Islamabad Journal - Dec. 30th, 2009

We've been here almost a week.
The last two days Tom has been at work. I have been recovering from jet-lag/cold/respiratory issues/diarrhea/period/etc. I spent almost 48 hours in my pajamas huddled in bed, sleeping. Yes, traveling is glamorous.

Today I went to look at some apartments in the diplomatic enclave. Whatever images "diplomatic" invokes, are shattered. Perhaps, the fancy license plates and nicer cars are true to hype. Beyond that, the actual "enclave" seems more like a prison, soulless concrete buildings surrounded by barricades and barbed wire, desolate open space dotted by canvass army tents on a grid of asphalt road interspersed with seemingly inert but abundantly staffed checkpoints. The real estate agent showed us about 8 apartments in two housing complexes. They seemed like a multi-national communist housing development. The common areas were particularly dismal. Dark. Damp. Cold. Hallways lined with cracked concrete and tiles. Smells of gas and food swirled through stairways and elevator shafts. I asked one of the group of 4 men who made up my motley entourage for the afternoon (2 from Tom's office, one real estate agent, and always one other random person who was presumably somehow connected to the apartment we were going to look at) "who lives here?" I wondered, motioning to the compound in general. "The big shots" was the reply of the youngest member of the group. Hmmmm. Occasionally a Chinese or Thai emblem hung above a door. The insides of the apartment bore the scars of the "big shots." Imagine your Pakistani grandma's furniture used for decades by strangers from all corners of the globe. If I were a cockroach, it's just the kind of place I would want to call home.

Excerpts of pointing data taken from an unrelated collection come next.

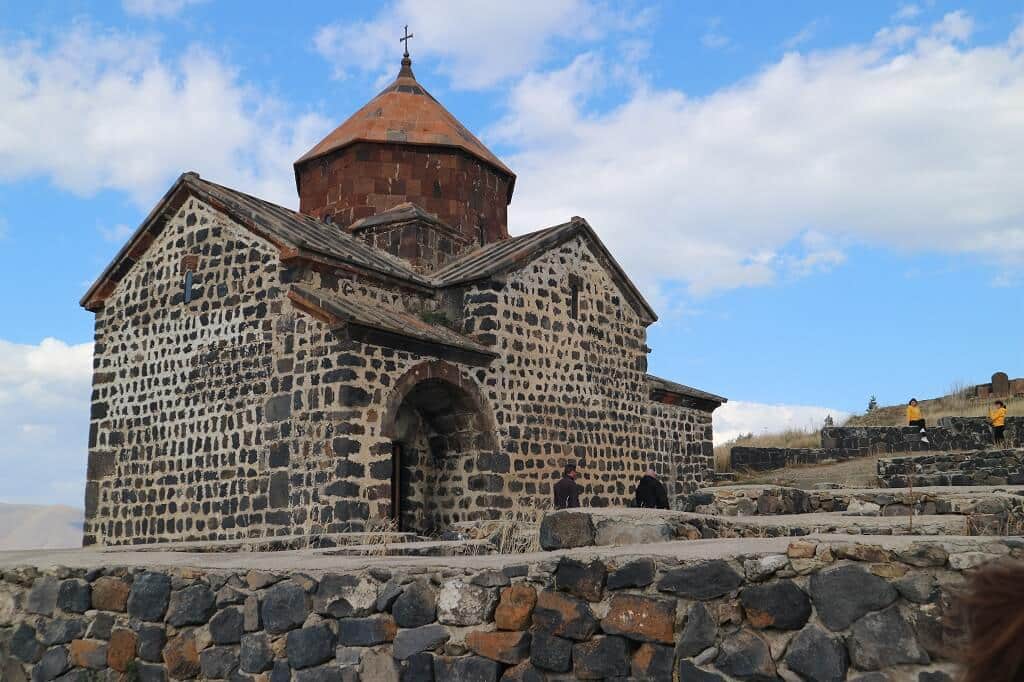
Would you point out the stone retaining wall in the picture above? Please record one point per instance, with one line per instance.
(844, 442)
(821, 610)
(987, 467)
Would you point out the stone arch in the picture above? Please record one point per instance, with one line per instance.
(443, 436)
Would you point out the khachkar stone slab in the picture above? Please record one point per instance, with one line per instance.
(816, 608)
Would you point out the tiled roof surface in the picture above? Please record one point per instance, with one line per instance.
(347, 308)
(656, 383)
(404, 112)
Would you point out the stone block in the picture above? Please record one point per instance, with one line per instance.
(515, 608)
(583, 580)
(641, 619)
(506, 647)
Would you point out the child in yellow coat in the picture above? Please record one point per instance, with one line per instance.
(997, 418)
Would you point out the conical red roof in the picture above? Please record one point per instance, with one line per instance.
(404, 113)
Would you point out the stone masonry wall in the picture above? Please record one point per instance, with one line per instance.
(237, 416)
(819, 610)
(988, 467)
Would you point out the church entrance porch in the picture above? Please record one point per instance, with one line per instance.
(439, 427)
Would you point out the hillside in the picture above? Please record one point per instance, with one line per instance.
(39, 526)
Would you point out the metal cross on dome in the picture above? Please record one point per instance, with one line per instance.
(404, 39)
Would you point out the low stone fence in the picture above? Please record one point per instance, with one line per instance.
(985, 467)
(844, 442)
(812, 610)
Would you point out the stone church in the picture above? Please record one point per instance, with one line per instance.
(387, 351)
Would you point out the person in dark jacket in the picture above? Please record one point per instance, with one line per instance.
(566, 491)
(651, 493)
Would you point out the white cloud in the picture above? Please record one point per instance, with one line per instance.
(44, 408)
(738, 418)
(475, 44)
(913, 146)
(105, 111)
(154, 8)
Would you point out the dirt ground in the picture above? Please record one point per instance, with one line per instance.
(858, 472)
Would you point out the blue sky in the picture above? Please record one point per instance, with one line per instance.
(822, 200)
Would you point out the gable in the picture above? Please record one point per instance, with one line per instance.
(500, 258)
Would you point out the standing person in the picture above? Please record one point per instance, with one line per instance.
(997, 418)
(651, 493)
(566, 491)
(913, 416)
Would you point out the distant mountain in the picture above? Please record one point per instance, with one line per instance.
(39, 526)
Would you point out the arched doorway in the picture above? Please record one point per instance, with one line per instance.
(438, 424)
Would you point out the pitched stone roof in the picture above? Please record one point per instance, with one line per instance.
(295, 236)
(406, 113)
(499, 257)
(664, 390)
(388, 324)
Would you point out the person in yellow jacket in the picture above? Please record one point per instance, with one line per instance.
(997, 418)
(913, 416)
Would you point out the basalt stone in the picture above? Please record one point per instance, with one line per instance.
(61, 631)
(698, 633)
(148, 596)
(75, 596)
(255, 654)
(491, 579)
(89, 653)
(515, 608)
(110, 594)
(601, 657)
(151, 642)
(466, 669)
(226, 626)
(100, 627)
(524, 672)
(745, 655)
(691, 673)
(310, 646)
(194, 605)
(24, 644)
(637, 573)
(583, 580)
(845, 594)
(416, 606)
(884, 639)
(180, 657)
(284, 607)
(345, 596)
(564, 529)
(121, 650)
(43, 596)
(780, 605)
(550, 652)
(410, 642)
(702, 581)
(463, 604)
(506, 647)
(816, 655)
(564, 615)
(418, 668)
(919, 588)
(652, 662)
(217, 663)
(52, 664)
(366, 632)
(387, 596)
(641, 619)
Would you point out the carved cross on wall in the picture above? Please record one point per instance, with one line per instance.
(404, 39)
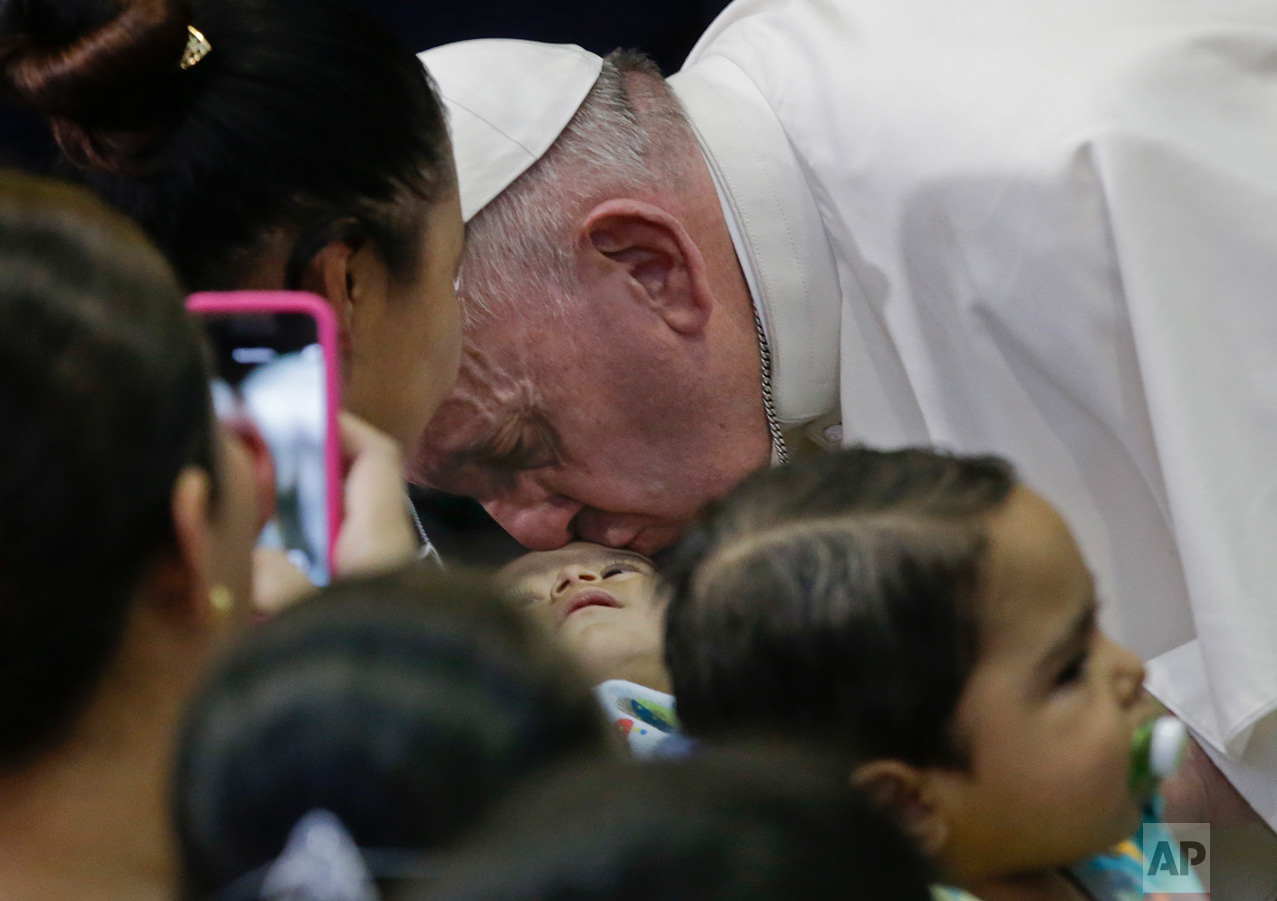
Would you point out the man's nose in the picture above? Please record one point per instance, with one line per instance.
(571, 576)
(538, 520)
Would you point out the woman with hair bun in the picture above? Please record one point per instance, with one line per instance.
(267, 144)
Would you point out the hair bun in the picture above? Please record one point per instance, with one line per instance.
(102, 72)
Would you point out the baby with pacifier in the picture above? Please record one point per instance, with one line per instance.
(604, 605)
(931, 618)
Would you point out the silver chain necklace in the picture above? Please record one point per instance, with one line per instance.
(779, 452)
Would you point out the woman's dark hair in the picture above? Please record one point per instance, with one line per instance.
(404, 703)
(104, 398)
(729, 825)
(305, 114)
(837, 600)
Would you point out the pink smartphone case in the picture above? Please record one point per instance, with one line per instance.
(326, 327)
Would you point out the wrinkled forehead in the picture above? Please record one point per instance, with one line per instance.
(494, 389)
(545, 563)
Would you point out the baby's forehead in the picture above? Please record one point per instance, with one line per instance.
(548, 562)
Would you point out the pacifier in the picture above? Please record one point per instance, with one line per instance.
(1157, 749)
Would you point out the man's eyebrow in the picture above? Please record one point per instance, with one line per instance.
(1078, 632)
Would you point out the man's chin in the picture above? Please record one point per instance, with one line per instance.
(645, 540)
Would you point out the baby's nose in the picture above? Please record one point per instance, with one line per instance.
(574, 574)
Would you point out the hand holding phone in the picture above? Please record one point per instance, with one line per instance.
(276, 355)
(378, 531)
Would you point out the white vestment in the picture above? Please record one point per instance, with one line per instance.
(1050, 231)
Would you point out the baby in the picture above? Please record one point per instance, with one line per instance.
(932, 618)
(604, 606)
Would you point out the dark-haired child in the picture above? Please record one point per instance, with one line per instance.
(748, 825)
(405, 705)
(604, 606)
(932, 618)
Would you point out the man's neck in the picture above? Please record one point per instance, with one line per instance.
(90, 818)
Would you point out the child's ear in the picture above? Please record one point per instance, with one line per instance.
(904, 791)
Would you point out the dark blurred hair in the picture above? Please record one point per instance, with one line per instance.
(722, 826)
(305, 114)
(404, 703)
(104, 398)
(835, 599)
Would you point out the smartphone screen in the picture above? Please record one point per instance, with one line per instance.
(271, 369)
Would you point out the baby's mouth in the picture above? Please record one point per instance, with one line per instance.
(591, 597)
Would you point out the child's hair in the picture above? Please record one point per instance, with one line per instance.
(104, 400)
(837, 600)
(404, 703)
(740, 825)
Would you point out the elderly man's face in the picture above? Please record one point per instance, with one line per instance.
(565, 431)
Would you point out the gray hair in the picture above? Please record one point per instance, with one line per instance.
(623, 141)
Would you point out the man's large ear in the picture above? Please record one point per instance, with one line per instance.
(903, 791)
(653, 253)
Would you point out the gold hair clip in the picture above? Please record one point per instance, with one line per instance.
(197, 47)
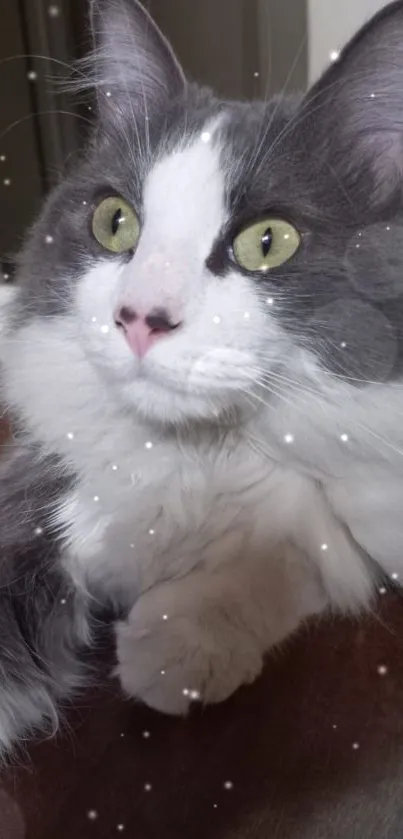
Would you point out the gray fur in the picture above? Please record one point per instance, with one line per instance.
(331, 162)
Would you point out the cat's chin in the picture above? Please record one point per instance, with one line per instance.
(163, 405)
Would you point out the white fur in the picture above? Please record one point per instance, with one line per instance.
(235, 530)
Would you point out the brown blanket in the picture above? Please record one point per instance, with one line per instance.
(314, 750)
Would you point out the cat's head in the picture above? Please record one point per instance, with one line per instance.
(206, 253)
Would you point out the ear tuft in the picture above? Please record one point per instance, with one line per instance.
(133, 66)
(353, 117)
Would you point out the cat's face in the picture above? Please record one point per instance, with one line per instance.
(205, 252)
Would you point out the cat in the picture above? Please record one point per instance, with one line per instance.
(202, 360)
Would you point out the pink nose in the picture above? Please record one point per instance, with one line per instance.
(142, 333)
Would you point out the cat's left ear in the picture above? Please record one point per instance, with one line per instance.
(352, 119)
(134, 68)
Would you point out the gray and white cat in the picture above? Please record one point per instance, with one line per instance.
(203, 360)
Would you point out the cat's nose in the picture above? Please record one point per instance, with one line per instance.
(142, 332)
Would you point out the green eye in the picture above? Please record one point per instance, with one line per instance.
(266, 244)
(115, 225)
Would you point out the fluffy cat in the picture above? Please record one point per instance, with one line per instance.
(203, 362)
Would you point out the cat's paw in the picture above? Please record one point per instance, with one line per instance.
(169, 661)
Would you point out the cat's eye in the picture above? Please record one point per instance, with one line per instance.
(115, 225)
(265, 244)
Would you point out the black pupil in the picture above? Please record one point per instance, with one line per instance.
(267, 241)
(116, 221)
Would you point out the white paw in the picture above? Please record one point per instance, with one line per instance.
(170, 661)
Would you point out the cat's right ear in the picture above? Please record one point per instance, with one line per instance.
(351, 121)
(133, 67)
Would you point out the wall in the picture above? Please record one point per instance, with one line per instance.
(331, 24)
(283, 46)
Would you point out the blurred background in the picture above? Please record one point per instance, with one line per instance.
(243, 48)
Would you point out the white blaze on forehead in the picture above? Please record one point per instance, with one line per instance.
(184, 198)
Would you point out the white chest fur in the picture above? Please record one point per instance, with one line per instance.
(171, 507)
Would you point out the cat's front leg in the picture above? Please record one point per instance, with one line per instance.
(203, 636)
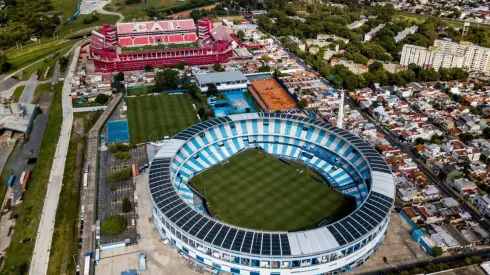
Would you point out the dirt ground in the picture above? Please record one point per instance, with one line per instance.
(398, 247)
(160, 258)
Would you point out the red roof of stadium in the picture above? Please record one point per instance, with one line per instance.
(157, 26)
(157, 39)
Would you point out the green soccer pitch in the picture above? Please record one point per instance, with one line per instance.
(154, 117)
(258, 191)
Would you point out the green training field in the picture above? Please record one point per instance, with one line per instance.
(159, 116)
(256, 190)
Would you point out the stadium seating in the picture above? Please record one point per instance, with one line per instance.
(335, 159)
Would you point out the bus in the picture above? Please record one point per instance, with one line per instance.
(86, 267)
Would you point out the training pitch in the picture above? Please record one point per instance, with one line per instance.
(258, 191)
(154, 117)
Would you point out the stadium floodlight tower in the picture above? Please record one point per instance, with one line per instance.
(340, 116)
(348, 163)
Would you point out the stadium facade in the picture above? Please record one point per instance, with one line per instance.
(349, 164)
(132, 46)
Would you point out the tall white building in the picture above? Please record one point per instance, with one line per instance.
(448, 54)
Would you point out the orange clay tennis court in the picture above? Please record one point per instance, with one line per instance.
(273, 95)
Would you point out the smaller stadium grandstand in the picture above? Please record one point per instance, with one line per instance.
(271, 96)
(132, 46)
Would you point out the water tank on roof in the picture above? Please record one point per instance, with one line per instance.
(18, 110)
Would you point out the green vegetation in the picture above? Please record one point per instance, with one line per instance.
(256, 190)
(121, 175)
(254, 103)
(120, 147)
(85, 21)
(19, 255)
(166, 80)
(17, 93)
(23, 19)
(113, 225)
(154, 117)
(136, 10)
(65, 236)
(160, 47)
(123, 155)
(48, 62)
(140, 90)
(22, 58)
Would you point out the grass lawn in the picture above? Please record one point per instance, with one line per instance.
(159, 116)
(76, 25)
(48, 62)
(23, 58)
(256, 190)
(65, 236)
(139, 91)
(19, 255)
(66, 7)
(137, 11)
(17, 93)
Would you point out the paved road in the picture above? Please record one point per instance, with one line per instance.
(29, 89)
(89, 109)
(40, 258)
(448, 191)
(483, 253)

Who are the "big shots?" I wondered. Who are the "diplomats" from countries all over the world? What does one have to do to become a "diplomat" in Thailand? Or Russia? Hmmmm. Do I want to live next to these people?

Maybe we could stay at the Serena for 4 months...

But probably not. Only 6 days into our visit and already we avoid Zamana restaurant with its overbearing wait staff. We've cut back on room service, preferring to take snacks from the "executive lounge" upstairs which has a continental array of sandwiches, potato pancakes, cold cuts, fruit and surprisingly delicious array of delicate pastries and cakes. And of course, tea. I do love the tea. And the delicate pastries.

It could feel strange being cooped up here, really separate and isolated from ordinary life. And when I leave the hotel, I feel very vulnerable. But we are two, Tom and I, and in the space of our marriage it feels comfortable and good. And makes it easy to be in touch with my own heart, which feels good. I am very thankful for this experience. It is something I want to know more of. Love in awkward and challenging circumstances.